Sometimes hitting the bottom of the charts can work to your advantage. In 2009, when India appeared fourth from the bottom of a list of school learning outcomes — after Kenya, Uganda, Nigeria — it caught the attention of the founders of Bridge International Academies.
India lagged behind what was expected of a country of its stage of development and dimension. It was close to the worst performers in learning levels and outcomes. Co-founders Jay Kimmelman and Shannon May began to look at India closely to see why public education systems were failing children.
While working on her PhD in rural China, May had noticed the lack of basic education that children in under-privileged communities received. In 2007, the two travelled through sub-Saharan Africa and found the same story.
By 2010, when Sujatha Muthayya, now 42 and vice president for policy and partnerships for the outfit, came across Bridge International Academies, it was already operating in Kenya and Uganda, two educationally backward countries,
After spending a decade in Indian education, Muthayya had started questioning what she was doing and whether it had any impact whatsoever. She realised that many good initiatives in the sector started with a bang and fizzled out. A majority failed to achieve any scale. “I was increasingly cynical about anyone who made tall claims about large scale transformation”, she said.
But Bridge presented a unique opportunity. One, it would give her the chance to work in other equally needy countries that provided a good mirror for comparison with India. Two, Bridge’s programme could make some impact as its focus was on “impeccable execution”. Scale, of course, might be harder — there are 600 million children worldwide who don’t get the education they ought to — but at least some impact would be visible.
In 2015, Muthayya joined Bridge International Academies and started working on its projects in Kenya with the intention of bringing its work to India. The organisation had by then worked with 155,000 first generation learners in Kenya, Uganda and Nigeria. Lessons had been learnt that could be applied in India.

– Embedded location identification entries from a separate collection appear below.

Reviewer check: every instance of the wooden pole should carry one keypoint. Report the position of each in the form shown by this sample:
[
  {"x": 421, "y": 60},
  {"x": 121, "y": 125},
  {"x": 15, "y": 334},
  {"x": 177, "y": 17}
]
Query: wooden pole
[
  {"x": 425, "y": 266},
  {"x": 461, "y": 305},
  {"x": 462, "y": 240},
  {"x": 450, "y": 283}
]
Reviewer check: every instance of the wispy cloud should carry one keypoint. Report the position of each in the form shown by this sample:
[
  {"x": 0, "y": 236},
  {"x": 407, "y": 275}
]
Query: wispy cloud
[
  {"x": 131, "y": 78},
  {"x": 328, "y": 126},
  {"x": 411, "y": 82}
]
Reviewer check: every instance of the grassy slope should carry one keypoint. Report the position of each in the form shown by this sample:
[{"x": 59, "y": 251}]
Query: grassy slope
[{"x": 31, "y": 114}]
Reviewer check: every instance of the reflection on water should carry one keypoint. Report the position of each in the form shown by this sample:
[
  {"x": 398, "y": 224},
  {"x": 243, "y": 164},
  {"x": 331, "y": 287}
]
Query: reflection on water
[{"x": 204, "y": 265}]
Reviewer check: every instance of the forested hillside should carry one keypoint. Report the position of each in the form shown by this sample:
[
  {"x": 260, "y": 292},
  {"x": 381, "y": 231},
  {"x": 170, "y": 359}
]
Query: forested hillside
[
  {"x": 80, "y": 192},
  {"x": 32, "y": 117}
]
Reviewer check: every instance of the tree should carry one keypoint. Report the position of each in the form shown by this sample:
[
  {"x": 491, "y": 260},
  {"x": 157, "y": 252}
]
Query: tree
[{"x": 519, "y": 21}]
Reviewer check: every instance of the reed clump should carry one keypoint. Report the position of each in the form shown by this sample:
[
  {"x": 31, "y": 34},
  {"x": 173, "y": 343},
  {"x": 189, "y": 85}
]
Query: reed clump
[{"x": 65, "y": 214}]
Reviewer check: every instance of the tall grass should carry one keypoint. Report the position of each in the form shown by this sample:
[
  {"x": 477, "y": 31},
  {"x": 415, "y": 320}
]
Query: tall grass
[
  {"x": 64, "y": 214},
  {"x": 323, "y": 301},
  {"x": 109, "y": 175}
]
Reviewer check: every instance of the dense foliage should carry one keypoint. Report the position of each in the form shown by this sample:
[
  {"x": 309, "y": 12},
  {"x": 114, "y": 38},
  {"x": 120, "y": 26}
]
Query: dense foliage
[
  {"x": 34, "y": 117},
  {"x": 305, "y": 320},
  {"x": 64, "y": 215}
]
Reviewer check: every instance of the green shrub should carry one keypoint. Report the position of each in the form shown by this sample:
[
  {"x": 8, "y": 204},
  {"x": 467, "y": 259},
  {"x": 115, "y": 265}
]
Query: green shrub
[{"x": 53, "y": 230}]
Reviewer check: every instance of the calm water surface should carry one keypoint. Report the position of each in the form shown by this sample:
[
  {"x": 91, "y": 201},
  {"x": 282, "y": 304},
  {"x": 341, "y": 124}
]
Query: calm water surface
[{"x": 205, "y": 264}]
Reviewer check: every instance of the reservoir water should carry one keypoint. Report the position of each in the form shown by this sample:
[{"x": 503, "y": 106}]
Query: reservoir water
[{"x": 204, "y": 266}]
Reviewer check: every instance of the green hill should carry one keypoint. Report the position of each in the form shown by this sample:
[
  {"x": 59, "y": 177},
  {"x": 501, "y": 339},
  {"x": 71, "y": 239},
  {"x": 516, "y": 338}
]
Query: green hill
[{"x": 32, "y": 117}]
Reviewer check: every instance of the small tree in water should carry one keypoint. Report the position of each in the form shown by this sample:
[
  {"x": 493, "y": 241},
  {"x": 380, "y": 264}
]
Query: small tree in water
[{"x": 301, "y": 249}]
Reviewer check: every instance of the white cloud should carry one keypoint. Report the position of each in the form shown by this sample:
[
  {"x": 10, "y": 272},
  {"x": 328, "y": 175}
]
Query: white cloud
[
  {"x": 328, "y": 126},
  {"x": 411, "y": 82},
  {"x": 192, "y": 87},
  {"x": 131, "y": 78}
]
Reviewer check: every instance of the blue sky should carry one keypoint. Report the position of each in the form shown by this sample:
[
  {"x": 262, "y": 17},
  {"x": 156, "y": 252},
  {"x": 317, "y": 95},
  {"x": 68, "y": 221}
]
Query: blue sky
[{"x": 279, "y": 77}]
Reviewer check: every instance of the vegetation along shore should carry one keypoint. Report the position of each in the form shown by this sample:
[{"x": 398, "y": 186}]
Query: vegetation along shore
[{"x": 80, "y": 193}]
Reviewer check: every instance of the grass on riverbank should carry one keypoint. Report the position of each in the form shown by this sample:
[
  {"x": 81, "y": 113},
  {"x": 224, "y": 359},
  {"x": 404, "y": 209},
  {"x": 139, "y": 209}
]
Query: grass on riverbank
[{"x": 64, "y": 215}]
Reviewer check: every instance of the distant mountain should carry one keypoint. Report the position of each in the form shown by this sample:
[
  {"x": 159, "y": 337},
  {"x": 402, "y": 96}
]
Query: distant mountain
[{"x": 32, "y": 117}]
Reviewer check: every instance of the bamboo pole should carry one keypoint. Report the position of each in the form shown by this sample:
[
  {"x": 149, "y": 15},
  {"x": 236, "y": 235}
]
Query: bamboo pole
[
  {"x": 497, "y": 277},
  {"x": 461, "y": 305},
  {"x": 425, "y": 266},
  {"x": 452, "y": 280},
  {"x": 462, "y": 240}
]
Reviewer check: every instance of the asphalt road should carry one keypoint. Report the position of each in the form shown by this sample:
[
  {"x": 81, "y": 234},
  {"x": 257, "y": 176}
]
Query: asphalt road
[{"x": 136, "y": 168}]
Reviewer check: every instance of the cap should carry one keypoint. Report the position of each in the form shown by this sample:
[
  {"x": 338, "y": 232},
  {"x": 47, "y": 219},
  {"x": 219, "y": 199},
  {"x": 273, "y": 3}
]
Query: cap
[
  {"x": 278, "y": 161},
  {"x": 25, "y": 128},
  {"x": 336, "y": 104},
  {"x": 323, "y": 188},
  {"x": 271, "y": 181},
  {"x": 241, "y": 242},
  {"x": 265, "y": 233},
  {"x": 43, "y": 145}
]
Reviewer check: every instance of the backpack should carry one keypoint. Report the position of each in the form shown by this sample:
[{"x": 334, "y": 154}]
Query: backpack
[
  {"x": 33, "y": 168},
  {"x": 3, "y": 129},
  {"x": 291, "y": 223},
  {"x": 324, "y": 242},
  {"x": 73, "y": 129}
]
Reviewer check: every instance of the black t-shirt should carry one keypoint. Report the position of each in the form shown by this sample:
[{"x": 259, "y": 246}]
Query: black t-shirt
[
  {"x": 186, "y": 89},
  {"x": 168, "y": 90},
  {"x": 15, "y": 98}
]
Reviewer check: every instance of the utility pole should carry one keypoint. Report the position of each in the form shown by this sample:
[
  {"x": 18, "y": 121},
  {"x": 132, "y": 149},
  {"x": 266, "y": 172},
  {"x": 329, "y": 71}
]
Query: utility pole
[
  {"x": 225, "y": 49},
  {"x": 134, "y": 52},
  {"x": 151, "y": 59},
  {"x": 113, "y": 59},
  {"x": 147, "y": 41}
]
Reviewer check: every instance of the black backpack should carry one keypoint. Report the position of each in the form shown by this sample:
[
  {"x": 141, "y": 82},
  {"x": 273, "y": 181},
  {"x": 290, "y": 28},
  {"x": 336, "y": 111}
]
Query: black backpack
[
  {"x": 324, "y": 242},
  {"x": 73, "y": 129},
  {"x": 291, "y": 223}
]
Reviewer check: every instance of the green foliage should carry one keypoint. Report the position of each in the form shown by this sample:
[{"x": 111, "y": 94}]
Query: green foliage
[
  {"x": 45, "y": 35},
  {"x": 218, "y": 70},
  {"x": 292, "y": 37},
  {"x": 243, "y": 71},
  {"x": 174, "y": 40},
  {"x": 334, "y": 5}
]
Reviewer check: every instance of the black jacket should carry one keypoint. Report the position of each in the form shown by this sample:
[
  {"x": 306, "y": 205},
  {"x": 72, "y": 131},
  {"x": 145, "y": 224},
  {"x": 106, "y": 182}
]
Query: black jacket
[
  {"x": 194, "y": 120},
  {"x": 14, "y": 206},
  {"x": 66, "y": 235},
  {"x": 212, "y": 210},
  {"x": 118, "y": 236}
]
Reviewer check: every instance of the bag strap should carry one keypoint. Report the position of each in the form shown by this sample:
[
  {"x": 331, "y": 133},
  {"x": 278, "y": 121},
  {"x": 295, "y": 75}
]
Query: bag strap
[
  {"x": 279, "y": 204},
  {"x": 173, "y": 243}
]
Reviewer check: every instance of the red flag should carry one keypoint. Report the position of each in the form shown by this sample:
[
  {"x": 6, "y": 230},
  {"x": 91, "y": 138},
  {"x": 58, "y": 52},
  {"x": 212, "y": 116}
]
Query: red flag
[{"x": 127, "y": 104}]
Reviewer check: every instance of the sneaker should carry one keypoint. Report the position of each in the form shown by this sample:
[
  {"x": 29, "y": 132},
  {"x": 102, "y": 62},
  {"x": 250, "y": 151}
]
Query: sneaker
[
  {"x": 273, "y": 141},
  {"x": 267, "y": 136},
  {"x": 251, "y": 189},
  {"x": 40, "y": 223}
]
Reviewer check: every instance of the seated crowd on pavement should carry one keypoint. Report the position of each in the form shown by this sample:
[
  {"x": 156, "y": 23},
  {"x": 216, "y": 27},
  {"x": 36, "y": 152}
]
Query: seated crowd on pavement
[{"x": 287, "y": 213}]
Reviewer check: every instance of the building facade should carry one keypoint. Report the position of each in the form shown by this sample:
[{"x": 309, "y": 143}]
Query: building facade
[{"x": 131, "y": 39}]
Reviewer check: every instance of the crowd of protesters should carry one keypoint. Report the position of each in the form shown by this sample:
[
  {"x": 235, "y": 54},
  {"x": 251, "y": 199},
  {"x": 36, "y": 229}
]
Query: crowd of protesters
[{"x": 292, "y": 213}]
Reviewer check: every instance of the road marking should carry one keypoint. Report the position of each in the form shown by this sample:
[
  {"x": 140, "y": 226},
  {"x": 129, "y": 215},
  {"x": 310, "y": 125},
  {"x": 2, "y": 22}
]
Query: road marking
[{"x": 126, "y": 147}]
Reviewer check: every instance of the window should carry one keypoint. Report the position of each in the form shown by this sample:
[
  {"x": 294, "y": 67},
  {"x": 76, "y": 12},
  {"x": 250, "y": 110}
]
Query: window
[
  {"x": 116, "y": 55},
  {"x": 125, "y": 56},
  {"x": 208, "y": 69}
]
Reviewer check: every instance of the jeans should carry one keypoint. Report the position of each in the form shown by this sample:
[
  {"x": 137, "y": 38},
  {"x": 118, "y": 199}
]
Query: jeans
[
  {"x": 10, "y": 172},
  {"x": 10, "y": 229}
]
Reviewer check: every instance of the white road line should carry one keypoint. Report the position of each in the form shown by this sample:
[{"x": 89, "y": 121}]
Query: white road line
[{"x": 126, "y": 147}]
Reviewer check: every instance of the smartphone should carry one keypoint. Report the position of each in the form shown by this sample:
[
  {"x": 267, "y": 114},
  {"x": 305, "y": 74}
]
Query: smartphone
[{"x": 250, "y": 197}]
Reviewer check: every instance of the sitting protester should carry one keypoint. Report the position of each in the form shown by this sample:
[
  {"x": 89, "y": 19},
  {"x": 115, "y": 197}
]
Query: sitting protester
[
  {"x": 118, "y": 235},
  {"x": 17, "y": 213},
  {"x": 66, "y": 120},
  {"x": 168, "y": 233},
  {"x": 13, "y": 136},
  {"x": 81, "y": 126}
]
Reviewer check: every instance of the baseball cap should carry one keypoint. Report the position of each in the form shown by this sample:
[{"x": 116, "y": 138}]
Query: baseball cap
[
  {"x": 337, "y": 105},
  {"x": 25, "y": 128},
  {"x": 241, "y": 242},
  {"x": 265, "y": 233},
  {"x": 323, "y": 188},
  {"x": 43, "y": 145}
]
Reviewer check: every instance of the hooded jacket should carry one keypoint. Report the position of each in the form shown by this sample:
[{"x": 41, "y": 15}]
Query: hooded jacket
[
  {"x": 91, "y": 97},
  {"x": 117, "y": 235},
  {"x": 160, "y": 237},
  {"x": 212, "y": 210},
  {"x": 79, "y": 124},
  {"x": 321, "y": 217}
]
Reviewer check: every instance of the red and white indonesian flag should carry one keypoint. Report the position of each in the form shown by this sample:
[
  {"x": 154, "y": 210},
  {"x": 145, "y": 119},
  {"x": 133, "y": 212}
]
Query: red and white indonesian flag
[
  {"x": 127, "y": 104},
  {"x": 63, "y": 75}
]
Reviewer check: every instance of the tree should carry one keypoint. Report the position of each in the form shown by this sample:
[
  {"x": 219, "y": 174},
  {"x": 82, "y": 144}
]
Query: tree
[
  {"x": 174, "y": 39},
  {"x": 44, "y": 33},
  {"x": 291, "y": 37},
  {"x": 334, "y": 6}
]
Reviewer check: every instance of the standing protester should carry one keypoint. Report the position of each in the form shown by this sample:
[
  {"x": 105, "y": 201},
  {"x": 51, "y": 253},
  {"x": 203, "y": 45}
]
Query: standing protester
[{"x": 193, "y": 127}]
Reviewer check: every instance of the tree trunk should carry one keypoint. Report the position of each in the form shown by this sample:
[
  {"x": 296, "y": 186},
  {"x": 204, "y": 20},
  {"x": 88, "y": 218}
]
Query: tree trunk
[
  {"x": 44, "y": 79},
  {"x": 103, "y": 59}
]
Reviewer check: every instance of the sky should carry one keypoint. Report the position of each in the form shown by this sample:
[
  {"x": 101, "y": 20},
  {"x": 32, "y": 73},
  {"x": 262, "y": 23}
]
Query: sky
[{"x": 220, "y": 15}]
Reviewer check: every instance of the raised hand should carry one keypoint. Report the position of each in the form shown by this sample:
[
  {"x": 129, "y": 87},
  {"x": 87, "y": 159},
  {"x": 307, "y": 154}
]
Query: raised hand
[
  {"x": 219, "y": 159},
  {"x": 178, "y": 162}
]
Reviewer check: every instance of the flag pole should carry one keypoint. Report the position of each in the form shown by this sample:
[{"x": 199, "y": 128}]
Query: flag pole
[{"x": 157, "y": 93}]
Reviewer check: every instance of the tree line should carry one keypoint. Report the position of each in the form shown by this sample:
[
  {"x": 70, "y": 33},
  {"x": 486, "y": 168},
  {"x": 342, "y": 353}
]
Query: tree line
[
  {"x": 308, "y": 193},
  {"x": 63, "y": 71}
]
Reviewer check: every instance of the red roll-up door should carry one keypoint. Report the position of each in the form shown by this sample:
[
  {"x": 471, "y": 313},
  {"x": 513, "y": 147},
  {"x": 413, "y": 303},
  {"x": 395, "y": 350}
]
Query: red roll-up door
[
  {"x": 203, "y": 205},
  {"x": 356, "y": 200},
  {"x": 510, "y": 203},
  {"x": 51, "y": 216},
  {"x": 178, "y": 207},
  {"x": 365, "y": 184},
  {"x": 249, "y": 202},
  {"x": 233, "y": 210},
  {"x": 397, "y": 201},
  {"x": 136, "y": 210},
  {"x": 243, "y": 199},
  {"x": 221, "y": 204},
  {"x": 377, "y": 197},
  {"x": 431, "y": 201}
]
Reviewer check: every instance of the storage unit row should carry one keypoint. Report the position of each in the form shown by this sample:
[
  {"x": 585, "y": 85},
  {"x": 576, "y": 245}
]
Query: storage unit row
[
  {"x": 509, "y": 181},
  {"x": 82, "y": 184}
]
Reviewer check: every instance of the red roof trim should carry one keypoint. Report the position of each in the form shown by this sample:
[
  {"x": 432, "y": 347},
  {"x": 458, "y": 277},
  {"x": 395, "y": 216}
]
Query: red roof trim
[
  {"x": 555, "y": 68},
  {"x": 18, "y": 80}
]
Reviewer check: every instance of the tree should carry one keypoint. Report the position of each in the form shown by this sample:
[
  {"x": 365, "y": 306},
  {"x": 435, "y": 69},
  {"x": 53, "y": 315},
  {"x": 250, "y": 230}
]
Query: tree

By then, its results had been acknowledged and it had become a part of the global conversation. In Kenya, Bridge pupils outperformed the national average by over 10 percentage points in 2017. In Uganda, pupils scored over 93 per cent compared to a national average of 56 per cent. In Liberia, Bridge students were found to learn twice as fast as their peers.
Slowly but surely, Bridge was being pulled into the global debate with the United Nations and other multilateral organisations beginning to acknowledge its work.
In India, what stood out for Bridge were two trends. First, parents were highly aspirational for their children and saw education as a means to an end.
Second, a massive migration out of government schools into private schools was taking place, accompanied by a desire that children should learn English for a better destiny.
In September 2015, Bridge took on four government schools in Vijaywada district, Andhra Pradesh and launched within eight months for the session starting in April 2016
As it finalised its plans to enter India, Bridge found the Andhra Pradesh, Uttar Pradesh and Rajasthan governments keen to work with it. Andhra Pradesh said that it was consolidating some of its schools (for every five schools, it was consolidating students, teachers and infrastructure) but would have some empty buildings and ready infrastructure to offer.
In September 2015, Bridge took on four government schools in Vijaywada district, Andhra Pradesh and launched within eight months for the session starting in April 2016. Around 40 individuals were hired from the local community and trained to become teachers.
Almost all the schools were empty and had no students so a local, door-to-door drive was started to encourage children to enroll. It resulted in close to 175 students joining all four schools.
Since Bridge has taught many first generation learners in other countries, it brings methods that are proven. “Experience has shown us what works and what doesn’t and that helps avoid mistakes,” said Muthayya.
The third party assessments speak for themselves. Upper kindergarten students at Bridge could solve an additional 5.5 addition sums per minute than peers at neighbouring schools while Standard 3 solved an additional two subtraction sums per minute. Standard 3 Bridge students read 14 more sight words and 26 words in a story per minute. In fact Standard 3 Bridge students more than doubled their reading speeds in less than one year.
The improved results made government officials wake up and start turning up at the schools to understand how their results were outshining almost all others. Parents from other schools too began to flock to the Bridge schools to see if their wards could join. Meanwhile, the teachers trained by Bridge became mini stars.
From four schools and a few hundred students in 2015-16, Bridge is now working in six schools in the district with close to 800 students. Globally, its initiative has impacted half a million students so far.
But half a million is a drop in the ocean of 600 million students who are not receiving a good education. Bridge’s plan is to move into public-private partnerships with governments across countries rather than setting up its own schools everywhere, which is a slower process.
India presents its own challenges. But here too, the goal is to prove the model’s success, convince government schools to work in partnership to achieve scale, and then replicate the same work in all states. Andhra Pradesh is just the first step.